Depuis 1952, date à laquelle le mythique papillon de Stuttgart a déployé ses ailes pour la première fois, d'innombrables articles, livres, monographies, expositions et autres hommages ont été consacrés à l'une des automobiles les plus marquantes de son siècle : la 300 SL ! Convoquant un imaginaire où se disputent la poésie de la création et les impératifs de l'ingénierie, la plus célèbre des Mercedes s'est profondément ancrée dans la mémoire collective, incitant même son constructeur à des citations pas forcément heureuses, plusieurs décennies après sa naissance. Sans parler des initiatives d'hurluberlus capables de greffer des portes "papillon" à tout ce qui roule, de la Peugeot 205 à l'Alfa 2000 GTV…

Les origines de la légende

Il y a 70 ans naissait une voiture de sport qui allait marquer à tout jamais l’histoire de l’automobile : la Mercedes-Benz 300 SL. Son histoire et la signification de ses fameuses initiales (S pour Super et L pour Léger) remontent à mars 1952. Mercedes-Benz présente alors la 300 SL (W194), un bolide exclusivement conçu pour la compétition, capable d’atteindre 240 km/h. Il s’agit de la première voiture de sport née après la Seconde Guerre Mondiale qui inaugure une toute nouvelle architecture et une philosophie avant-gardiste. Dans ses proportions générales, on reconnaît déjà la future 300 SL de série présentée au salon de New-York de 1954 deux ans plus tard.

Pour l’heure, cette 300 SL (W194) aux allures un peu rondes, remporte quatre des cinq courses de la saison à Berne (triple victoire), au Nürburgring (quadruple victoire), aux 24 heures du Mans (double victoire) et à la Carrera Panamericana au Mexique (double victoire). Cette Mercedes-Benz 300 SL originelle a suscité un fort engouement auprès de clients privés et surtout d’un homme extrêmement avisé.

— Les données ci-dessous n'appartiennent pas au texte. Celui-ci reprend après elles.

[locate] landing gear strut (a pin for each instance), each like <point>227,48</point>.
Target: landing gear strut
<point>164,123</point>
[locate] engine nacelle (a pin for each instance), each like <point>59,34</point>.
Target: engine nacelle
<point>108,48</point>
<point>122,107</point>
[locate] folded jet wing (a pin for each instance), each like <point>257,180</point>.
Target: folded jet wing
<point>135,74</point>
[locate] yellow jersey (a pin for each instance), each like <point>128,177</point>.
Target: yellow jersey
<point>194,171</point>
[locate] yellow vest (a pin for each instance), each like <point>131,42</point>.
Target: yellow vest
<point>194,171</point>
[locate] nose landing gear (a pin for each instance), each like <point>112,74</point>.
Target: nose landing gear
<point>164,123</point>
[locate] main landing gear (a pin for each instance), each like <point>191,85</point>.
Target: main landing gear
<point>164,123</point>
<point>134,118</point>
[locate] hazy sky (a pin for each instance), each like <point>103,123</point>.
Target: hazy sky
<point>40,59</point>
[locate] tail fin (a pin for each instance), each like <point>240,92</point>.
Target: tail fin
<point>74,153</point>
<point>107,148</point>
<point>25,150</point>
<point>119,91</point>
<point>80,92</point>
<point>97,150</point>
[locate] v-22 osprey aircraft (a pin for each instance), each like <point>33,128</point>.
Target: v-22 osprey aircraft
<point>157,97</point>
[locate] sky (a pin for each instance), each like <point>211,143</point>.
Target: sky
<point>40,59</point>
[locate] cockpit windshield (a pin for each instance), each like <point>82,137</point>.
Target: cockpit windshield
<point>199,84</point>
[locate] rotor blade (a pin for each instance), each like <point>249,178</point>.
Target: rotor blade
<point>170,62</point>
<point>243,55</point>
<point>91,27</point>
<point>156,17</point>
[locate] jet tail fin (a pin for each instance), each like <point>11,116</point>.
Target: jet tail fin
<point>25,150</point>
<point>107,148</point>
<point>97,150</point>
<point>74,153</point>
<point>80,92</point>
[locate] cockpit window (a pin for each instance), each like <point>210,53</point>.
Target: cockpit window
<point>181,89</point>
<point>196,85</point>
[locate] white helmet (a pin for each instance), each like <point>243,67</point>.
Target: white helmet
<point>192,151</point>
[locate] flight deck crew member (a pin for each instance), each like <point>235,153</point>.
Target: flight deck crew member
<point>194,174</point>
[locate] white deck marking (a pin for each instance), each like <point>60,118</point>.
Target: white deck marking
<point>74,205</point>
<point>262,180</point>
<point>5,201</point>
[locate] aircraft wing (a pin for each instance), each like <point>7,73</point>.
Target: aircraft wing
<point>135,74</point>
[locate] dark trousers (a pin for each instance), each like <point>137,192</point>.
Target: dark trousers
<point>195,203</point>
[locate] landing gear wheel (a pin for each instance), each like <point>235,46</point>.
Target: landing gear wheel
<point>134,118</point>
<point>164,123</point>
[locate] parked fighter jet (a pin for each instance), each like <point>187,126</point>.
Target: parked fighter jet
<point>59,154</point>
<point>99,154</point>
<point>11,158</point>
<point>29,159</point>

Ses résultats sportifs et surtout, son design terriblement novateur attirent l’œil de Max Hoffman, le principal importateur des constructeurs européens sur le continent américain. Mieux que quiconque, Max Hoffman, marchand inspiré et génial influenceur de son époque, connaît les désirs des riches Américains avides de nouveautés. Il s’engage ainsi à commander 1 000 modèles et réussit à convaincre Mercedes-Benz de produire une 300 SL de série, la « Gullwing » (W198). Cette « papillon » civilisée reçoit un arceau de sécurité léger, des portes articulées sur le toit ou encore la première injection d’essence dans un moteur quatre temps sur un véhicule de série. Sur la production totale, 29 coupés seulement recevront une carrosserie en aluminium plus légère de 130 kg. C’est pourquoi cette version allégée affole aujourd’hui les ventes aux enchères internationales.

L'ascension d'une star

Dès son apparition, la nouvelle Mercedes va susciter un intérêt de la part du grand public et de la presse spécialisée. Mais la 300 SL doit avant tout réussir son examen de passage dans la presse américaine, là où réside son principal marché. Pari gagné à la lecture du magazine Road & Track, en avril 1955, qui s’enthousiasme : « Quand le confort est combiné avec une conduite remarquable, une adhérence étonnante des roues, une rapidité, une direction et des performances égales ou meilleures que presque toutes les voitures que vous pouvez nommer, la conclusion est inévitable. La voiture de sport du futur est là aujourd’hui !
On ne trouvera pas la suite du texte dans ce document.